Tuesday, July 31, 2018

Commissioner Peirce grapples with the meaning of ‘fiduciary’ versus ‘“best interest,’ and the implication for investors

By Brad Rosen, J.D.

SEC Commissioner Hester Peirce conducted a deep rhetorical dive in exploring the meaning and differences between the terms “fiduciary” and “best interest” in the context of recently proposed standards for investment advisers and broker-dealers providing investment assistance to investors. In remarks titled What’s in a Name? Regulation Best Interest v. Fiduciary, the commissioner reached the following bottom line conclusions: (1) both terms can have multiple meanings; (2) there are only two major differences in the standards implied by the terms; and (3) the impact on retail broker-dealer customers could be dire.

A fiduciary. In April 2018, the SEC considered the appropriate standards that should apply between investors and investment advisers, as well as between investors and broker-dealers. With respect to investment advisers, the Commission issued an interpretive release clarifying certain aspects of the fiduciary duty that an investment adviser owes to its clients under Section 206 of the Advisers Act. The Commission stated that the duty of loyalty component of an adviser’s fiduciary duty requires the adviser to acquire “informed consent” from its clients to any material conflict of interest that could affect the advisory relationship.

Commissioner Peirce, however, questions whether the Commission got that interpretation right, noting that “the Commission cites, not a court decision or other weighty legal precedent, but an Instruction to Form ADV.” She also observes, “The term “fiduciary” has become such an oft-repeated mantra that I worry it will have the perverse effect of harming investors. Investors are told repeatedly that all they need to ask is one simple question about their financial professional: Are you a fiduciary?” Commissioner Peirce concludes, “In short, the term fiduciary duty is not easy to define even within the advisory context.”

Regulation Best Interest. Proposed Regulation Best Interest was also released in April of this year, and it addressed the standards applicable to broker-dealers.

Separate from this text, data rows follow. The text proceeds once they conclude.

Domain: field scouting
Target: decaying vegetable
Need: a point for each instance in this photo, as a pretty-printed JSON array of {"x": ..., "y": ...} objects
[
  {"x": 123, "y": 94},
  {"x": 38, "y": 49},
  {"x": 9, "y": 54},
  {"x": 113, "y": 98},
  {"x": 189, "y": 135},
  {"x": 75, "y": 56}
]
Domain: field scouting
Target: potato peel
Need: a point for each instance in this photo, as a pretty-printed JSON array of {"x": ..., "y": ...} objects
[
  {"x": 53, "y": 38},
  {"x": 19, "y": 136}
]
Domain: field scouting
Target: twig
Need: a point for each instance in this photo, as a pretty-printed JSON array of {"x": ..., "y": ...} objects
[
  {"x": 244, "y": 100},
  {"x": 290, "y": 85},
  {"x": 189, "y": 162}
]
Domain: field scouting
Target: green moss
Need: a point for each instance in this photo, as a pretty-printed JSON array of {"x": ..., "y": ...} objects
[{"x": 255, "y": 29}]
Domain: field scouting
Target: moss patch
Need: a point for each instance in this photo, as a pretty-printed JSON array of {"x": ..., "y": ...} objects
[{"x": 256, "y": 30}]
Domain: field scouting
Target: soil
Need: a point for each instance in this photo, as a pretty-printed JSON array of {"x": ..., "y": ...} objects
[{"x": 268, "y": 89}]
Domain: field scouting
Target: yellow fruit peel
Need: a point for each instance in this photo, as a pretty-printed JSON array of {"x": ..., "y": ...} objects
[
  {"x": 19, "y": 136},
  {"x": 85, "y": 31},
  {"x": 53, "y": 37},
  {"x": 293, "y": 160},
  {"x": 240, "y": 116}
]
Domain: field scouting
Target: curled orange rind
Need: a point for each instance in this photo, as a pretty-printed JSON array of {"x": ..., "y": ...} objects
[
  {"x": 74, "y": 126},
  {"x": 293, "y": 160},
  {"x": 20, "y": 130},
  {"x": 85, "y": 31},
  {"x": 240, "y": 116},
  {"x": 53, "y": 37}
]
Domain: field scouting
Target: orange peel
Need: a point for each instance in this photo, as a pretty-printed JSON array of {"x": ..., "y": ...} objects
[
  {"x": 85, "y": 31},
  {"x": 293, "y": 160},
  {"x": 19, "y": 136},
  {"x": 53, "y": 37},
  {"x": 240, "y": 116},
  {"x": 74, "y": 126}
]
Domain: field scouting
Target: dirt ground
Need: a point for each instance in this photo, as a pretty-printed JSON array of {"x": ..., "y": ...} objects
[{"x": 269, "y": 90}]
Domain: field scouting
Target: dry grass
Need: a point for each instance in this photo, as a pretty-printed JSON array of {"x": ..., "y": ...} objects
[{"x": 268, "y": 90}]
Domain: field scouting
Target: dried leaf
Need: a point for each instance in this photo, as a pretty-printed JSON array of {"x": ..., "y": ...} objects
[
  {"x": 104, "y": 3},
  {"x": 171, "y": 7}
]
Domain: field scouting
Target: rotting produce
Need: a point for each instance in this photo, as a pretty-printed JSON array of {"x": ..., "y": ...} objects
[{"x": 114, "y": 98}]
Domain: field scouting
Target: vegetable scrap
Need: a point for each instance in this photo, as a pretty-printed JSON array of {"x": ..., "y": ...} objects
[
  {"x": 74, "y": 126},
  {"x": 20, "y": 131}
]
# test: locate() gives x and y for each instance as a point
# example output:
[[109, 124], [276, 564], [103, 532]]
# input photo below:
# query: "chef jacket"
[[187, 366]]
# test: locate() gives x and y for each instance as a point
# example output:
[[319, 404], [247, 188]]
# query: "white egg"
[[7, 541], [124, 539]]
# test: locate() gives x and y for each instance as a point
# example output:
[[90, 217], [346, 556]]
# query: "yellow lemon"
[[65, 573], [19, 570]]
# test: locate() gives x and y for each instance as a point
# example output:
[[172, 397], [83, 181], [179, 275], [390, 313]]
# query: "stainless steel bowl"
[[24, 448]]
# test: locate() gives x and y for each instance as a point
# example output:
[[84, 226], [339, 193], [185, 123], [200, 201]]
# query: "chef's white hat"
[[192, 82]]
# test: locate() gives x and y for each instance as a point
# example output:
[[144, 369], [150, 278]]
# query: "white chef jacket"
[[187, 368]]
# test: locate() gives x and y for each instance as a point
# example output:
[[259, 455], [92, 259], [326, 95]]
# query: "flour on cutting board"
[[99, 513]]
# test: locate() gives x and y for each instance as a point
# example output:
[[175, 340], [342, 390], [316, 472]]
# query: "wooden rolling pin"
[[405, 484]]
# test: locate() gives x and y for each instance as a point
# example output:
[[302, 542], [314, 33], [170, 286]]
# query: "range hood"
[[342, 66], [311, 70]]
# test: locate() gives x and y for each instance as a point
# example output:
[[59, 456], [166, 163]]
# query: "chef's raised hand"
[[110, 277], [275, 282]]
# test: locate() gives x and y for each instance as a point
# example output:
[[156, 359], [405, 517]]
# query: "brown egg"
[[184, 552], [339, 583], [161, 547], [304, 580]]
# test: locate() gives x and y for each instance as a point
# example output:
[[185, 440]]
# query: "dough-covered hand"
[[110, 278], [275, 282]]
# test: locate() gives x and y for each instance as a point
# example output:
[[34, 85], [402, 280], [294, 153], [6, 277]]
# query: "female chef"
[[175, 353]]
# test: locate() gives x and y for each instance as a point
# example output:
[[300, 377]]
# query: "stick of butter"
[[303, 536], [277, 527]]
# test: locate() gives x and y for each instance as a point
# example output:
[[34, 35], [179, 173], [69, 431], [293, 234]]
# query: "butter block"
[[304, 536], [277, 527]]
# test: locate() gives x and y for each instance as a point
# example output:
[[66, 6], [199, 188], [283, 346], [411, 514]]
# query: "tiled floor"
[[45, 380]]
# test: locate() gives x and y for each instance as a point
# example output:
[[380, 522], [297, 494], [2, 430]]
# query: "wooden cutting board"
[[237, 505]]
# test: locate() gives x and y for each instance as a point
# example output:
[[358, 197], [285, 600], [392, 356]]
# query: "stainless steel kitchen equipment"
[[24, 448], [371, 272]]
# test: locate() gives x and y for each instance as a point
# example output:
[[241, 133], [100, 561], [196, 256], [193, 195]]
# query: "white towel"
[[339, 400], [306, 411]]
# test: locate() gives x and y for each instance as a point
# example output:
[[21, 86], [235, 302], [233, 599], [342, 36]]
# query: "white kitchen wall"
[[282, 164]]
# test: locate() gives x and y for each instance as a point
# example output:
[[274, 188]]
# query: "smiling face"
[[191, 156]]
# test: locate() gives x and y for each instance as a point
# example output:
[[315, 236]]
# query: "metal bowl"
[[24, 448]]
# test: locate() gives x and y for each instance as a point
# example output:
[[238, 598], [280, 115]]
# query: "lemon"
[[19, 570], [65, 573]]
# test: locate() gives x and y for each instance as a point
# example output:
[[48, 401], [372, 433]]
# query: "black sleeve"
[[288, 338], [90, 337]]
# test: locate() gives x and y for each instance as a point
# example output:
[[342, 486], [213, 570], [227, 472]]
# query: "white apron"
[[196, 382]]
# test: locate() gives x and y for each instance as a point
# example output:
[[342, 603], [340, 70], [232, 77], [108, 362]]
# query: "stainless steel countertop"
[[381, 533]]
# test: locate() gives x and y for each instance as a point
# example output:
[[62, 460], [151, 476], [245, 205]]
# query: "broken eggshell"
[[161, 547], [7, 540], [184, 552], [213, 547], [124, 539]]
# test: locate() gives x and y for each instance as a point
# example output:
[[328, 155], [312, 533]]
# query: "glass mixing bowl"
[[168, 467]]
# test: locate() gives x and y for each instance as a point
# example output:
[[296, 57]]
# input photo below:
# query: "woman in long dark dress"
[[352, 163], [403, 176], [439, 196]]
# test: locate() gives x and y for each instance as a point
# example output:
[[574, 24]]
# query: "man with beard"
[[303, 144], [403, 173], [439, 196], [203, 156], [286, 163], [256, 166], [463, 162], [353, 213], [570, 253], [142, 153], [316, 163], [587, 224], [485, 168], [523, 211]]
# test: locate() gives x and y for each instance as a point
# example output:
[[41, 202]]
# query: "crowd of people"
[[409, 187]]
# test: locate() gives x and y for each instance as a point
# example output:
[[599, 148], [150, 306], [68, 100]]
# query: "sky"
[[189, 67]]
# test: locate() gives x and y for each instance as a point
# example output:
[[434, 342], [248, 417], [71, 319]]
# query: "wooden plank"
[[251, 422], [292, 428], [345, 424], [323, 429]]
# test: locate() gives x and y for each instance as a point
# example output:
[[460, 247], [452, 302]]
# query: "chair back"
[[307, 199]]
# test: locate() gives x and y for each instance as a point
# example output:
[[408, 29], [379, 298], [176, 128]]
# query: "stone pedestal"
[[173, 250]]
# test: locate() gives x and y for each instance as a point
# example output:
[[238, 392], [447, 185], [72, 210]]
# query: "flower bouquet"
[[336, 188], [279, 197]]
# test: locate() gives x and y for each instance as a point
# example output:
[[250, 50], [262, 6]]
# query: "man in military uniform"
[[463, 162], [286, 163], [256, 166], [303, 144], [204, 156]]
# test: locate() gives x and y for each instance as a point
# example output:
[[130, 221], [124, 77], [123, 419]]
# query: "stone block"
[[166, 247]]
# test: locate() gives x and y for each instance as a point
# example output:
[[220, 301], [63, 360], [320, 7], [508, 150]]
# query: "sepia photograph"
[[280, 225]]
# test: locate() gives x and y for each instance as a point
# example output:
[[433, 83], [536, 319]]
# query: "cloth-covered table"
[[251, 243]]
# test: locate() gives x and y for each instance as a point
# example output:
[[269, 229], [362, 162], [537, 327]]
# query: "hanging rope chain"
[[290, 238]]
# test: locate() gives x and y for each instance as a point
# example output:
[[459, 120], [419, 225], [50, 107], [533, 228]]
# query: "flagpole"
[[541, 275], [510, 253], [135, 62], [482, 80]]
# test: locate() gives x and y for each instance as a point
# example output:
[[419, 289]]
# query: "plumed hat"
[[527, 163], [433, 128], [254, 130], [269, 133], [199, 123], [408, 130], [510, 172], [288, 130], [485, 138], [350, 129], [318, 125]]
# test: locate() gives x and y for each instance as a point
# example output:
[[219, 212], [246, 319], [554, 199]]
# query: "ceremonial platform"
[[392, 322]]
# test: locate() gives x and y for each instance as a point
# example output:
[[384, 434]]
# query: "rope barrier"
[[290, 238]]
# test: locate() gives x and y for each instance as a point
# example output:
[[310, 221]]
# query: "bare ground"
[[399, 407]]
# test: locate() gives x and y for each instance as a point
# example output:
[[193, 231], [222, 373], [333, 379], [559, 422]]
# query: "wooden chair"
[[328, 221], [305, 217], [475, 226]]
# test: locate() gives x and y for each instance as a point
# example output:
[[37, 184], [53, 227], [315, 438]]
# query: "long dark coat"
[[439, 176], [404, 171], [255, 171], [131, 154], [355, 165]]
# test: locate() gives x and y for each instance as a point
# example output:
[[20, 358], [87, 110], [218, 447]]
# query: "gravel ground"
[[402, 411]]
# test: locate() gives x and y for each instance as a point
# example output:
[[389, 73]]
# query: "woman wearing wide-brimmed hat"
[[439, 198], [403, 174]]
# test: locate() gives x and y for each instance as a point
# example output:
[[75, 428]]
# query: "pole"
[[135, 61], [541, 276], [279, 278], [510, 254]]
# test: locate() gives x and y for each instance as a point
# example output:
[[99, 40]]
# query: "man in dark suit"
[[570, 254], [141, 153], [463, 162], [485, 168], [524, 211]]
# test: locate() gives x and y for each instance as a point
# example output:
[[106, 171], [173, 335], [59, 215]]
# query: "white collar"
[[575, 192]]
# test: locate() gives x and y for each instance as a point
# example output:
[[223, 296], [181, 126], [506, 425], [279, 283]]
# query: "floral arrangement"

In short, the regulation requires a broker-dealer, when making a recommendation of any securities transaction or investment strategy involving securities to a retail customer, to act in the best interest of the retail customer at the time the recommendation is made without placing the financial or other interest of the broker-dealer ahead of the interest of the retail customer.

Commissioner Peirce, in her remarks, critically observes: “As with the fiduciary standard … one has to ask: regardless of how nice it sounds, what does “best interest” actually mean? The Commission spent hundreds of pages describing the new “best interest” standard, but it is not clear that people understand it.” Peirce also notes, “A bigger concern for me is that the best interest standard suffers from the same problem the fiduciary standard does—a term that is wonderful for marketing purposes, but potentially misleading for investors.” She continues, “Just as “fiduciary” has been used to lull investors into not asking questions about their financial professional, so “best interest” runs the risk of becoming a term that encourages investors simply to rely on the fact that their best interest is being taken care of.”

Practical differences. According to Peirce, when comparing the proposed Regulation Best Interest standard (as well as a broker-dealer’s other requirements under the securities laws) to an adviser’s fiduciary duty as described in the proposed interpretive release, only two differences stand out. She observes, “First, an adviser generally has an ongoing duty to monitor over the course of its relationship with its client, while a broker-dealer generally does not. Second, a broker-dealer must either mitigate or eliminate any material financial conflict of interest it may have with its client. An adviser is required only to disclose such a conflict.”

With some irony, Commissioner Peirce concludes that proposed Regulation Best Interest arguably would subject broker-dealers to an even more stringent standard than the fiduciary standard for advisers outlined in the Commission’s proposed interpretation.

Potential impact on retail investors. Pierce also points to the Commission’s acknowledgement that the imposition of a new higher standard of conduct on broker-dealers could result in retail customers losing access to advice they receive through recommendations from broker-dealers, and customers that do not have the option of moving to fee-based accounts would in effect be unable to obtain investment assistance. Peirce asserts that, “At a minimum, their costs of obtaining such assistance might rise markedly. Although we tried to be cognizant of these access concerns, given the relative balance of the two standards, I fear that more and more broker-dealers will decide to become advisers that offer only fee-based accounts resulting in many Americans being shut out from receiving any investment advice.”

Commissioner Pierce also asserts that we are already seeing this dynamic at work, noting: “Brokers are taking a hard look at the existing regulatory framework coupled with FINRA arbitrations in which sometimes a fiduciary standard is applied. Then they look over the fence to the adviser world with its principles-based fiduciary standard, less frequent exams, absence of arbitration, and predictable revenue streams.” On this point she concludes, “Having engaged in this comparative exercise, many firms and individual financial professionals say farewell to FINRA, hop on the fiduciary bandwagon, and never look back. Regulation Best Interest could exacerbate this trend.”